Proving tan(x)=-tan(-x)

By Hal 2001 (P3046) on Thursday, November 30, 2000 - 07:27 pm :

Hello all,

How do you go about showing that tan(x) = -tan(-x)
Can you show it using a unit circle, by drawing a tangent to the circle at right angles to the radius??

By Dan Goodman (Dfmg2) on Thursday, November 30, 2000 - 08:58 pm :

Well, tan(x)=sin(x)/cos(x), so I would have thought the easiest way to do it would be to say tan(-x)=sin(-x)/cos(-x)=(-sin(x))/cos(x)=-tan(x).

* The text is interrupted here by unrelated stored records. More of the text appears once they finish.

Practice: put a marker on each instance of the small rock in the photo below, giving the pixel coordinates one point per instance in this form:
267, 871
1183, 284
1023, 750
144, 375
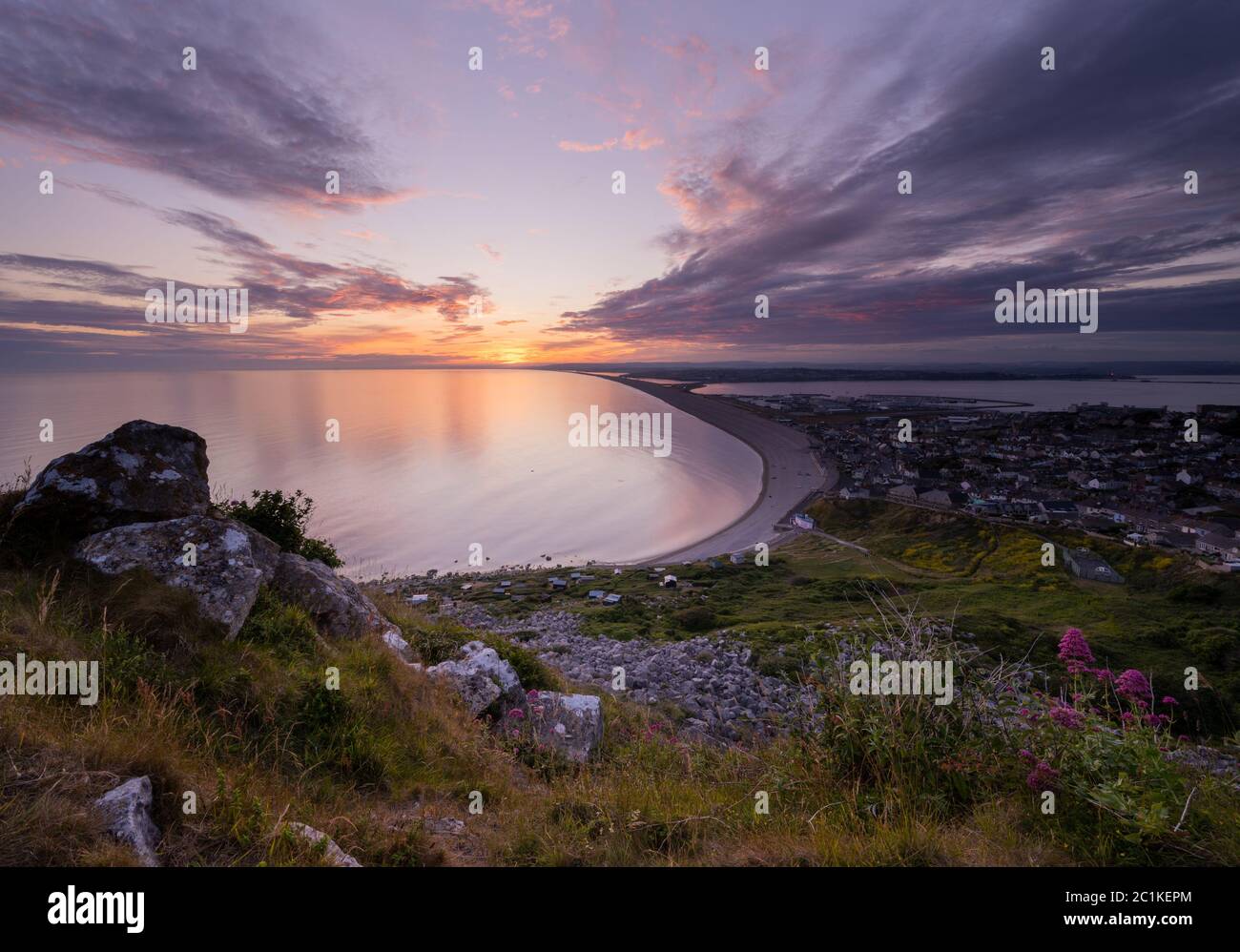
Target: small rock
331, 852
128, 811
338, 607
569, 723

Are you happy with sin(-x)=-sin(x) and cos(-x)=cos(x)?

By Kerwin Hui (Kwkh2) on Friday, December 1, 2000 - 12:03 pm :

Another method is as follows (provided, of course,

\cos θ \neq 0

Draw a line through origin making an angle $θ$ with the $x$ -axis. Extend this line to meet the line $x = 1$ . The $y$ -coordinate is now $\tan θ$ .

Similarly, draw another line through origin making an angle $- θ$ with the $x$ -axis. Extend this line to meet the line $x$ =1.

It is then quite obvious from geometry that $\tan θ = - \tan (- θ)$ .

Kerwin

By Hal 2001 (P3046) on Friday, December 1, 2000 - 01:49 pm :

Dan, yes, I agree that cos(x)=cos(-x) {reflection in the y axis, right?} sin(-x)=-sin(x) {is this a reflection in the y axis then reflected in x axis, is 180deg turn, right?} Your method is neat and simple. Thanks.

Kerwin, your method is sort of using the 4 quadrants, is that right? This is what I tried to describe in the original post. I tried to describe it using a circle. But the words did not come out properly. I like both methods.

Thanks Nrich Team!
Hal2001